В ярости она снова швыряет на пол первый попавшийся под руку предмет и, громко стуча каблуками, выходит в соседнюю комнату. А он сидит и долго смотрит, как сползают вниз капли осевшего на окнах тумана. Он горько сожалеет о содеянном — ну хорошо, пусть он сам разочаровался в жизни и бежал из родных краев, но ее-то зачем вызвал сюда? Разве не знал он заранее, что и здесь все будет по-прежнему? Нет, он это знал и все-таки, с непонятной самому себе настойчивостью манил ее сюда и в страстном нетерпении ждал ее приезда!.. Как же это случилось? В нескольких письмах подряд Нилима смутными намеками давала понять, что недовольна нынешним поведением Сурджита. Потом сообщила о своем подозрении, что он хочет, видимо, вскружить голову Шукле льстивыми речами, а затем использовать ее одиночество в каких-то темных целях. «Я почувствовала недоброе еще до отъезда в Майсур, — писала Нилима, — а теперь это ощущение становится все более отчетливым. Насколько вы с Шуклой возносите его достоинства, настолько мне он кажется теперь ничтожным и презренным. Он, видимо, уверовал в свою способность обольстить любую девушку, наговорив ей красивых слов и задарив блестящими пустяками». Читая письма Нилимы, Харбанс корчился от бессильной ярости. Ему хотелось немедленно вылететь самолетом в Дели или по крайней мере срочно вызвать в Лондон обеих сестер — и Шуклу, и Нилиму. Но так как для Шуклы, посещающей колледж, этот вариант был неприемлем, он решительно потребовал от Нилимы так все устроить перед отъездом за границу, чтобы Сурджиту навсегда был закрыт доступ в их дом, Прибыв в Лондон, Нилима рассказала Харбансу, что просила би-джи не разрешать Шукле прогулки наедине с Сурджитом. На какое-то время это успокоило Харбанса, но теперь…

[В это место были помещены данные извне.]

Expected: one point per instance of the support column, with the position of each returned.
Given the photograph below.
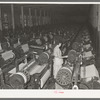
(12, 15)
(30, 20)
(98, 40)
(40, 16)
(35, 17)
(0, 20)
(22, 15)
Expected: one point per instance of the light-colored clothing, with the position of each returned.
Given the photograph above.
(57, 61)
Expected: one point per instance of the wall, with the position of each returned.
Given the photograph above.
(95, 33)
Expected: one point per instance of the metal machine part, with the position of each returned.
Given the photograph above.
(40, 79)
(22, 77)
(43, 58)
(76, 46)
(64, 75)
(72, 54)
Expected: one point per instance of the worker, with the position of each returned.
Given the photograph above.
(58, 58)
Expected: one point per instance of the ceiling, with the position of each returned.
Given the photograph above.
(61, 9)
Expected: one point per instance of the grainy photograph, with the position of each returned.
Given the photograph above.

Он все сидит у окна и вглядывается в туман — днем белесый, а ночью непроницаемо черный. Такой же туман в его душе: порой он начинает слабо светиться, но вскоре опять становится темным и удушающе плотным.

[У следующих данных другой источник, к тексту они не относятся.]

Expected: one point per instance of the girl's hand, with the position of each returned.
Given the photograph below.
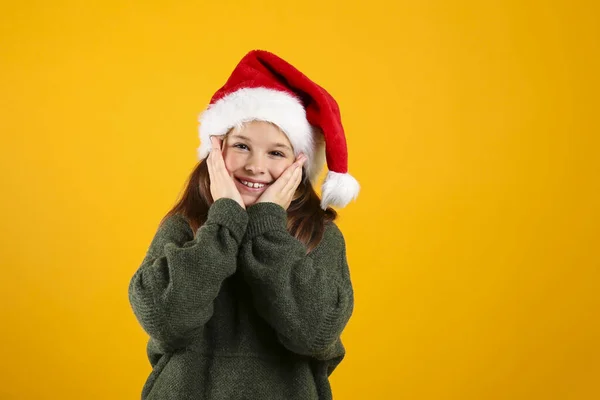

…Перед моими глазами явственно возникло то лондонское запотевшее окно и сидящий перед ним человек, окутанный сигаретным дымом, настолько явственно, что окружающая меня атмосфера комнаты в Дефенс-колони совершенно померкла в моем сознании, и скоро я забыл, что описываемые Харбансом события происходили давно, несколько лет назад. Я с полнейшей отчетливостью видел эту печальную фигуру у окна, эту сползающую по стеклам туманную влагу… Но вот с улицы, в промокшем плаще, входит Нилима. Сбросив дождевик, она говорит, что была сейчас в Индийском посольстве и встретилась там с известным танцовщиком Умадаттой.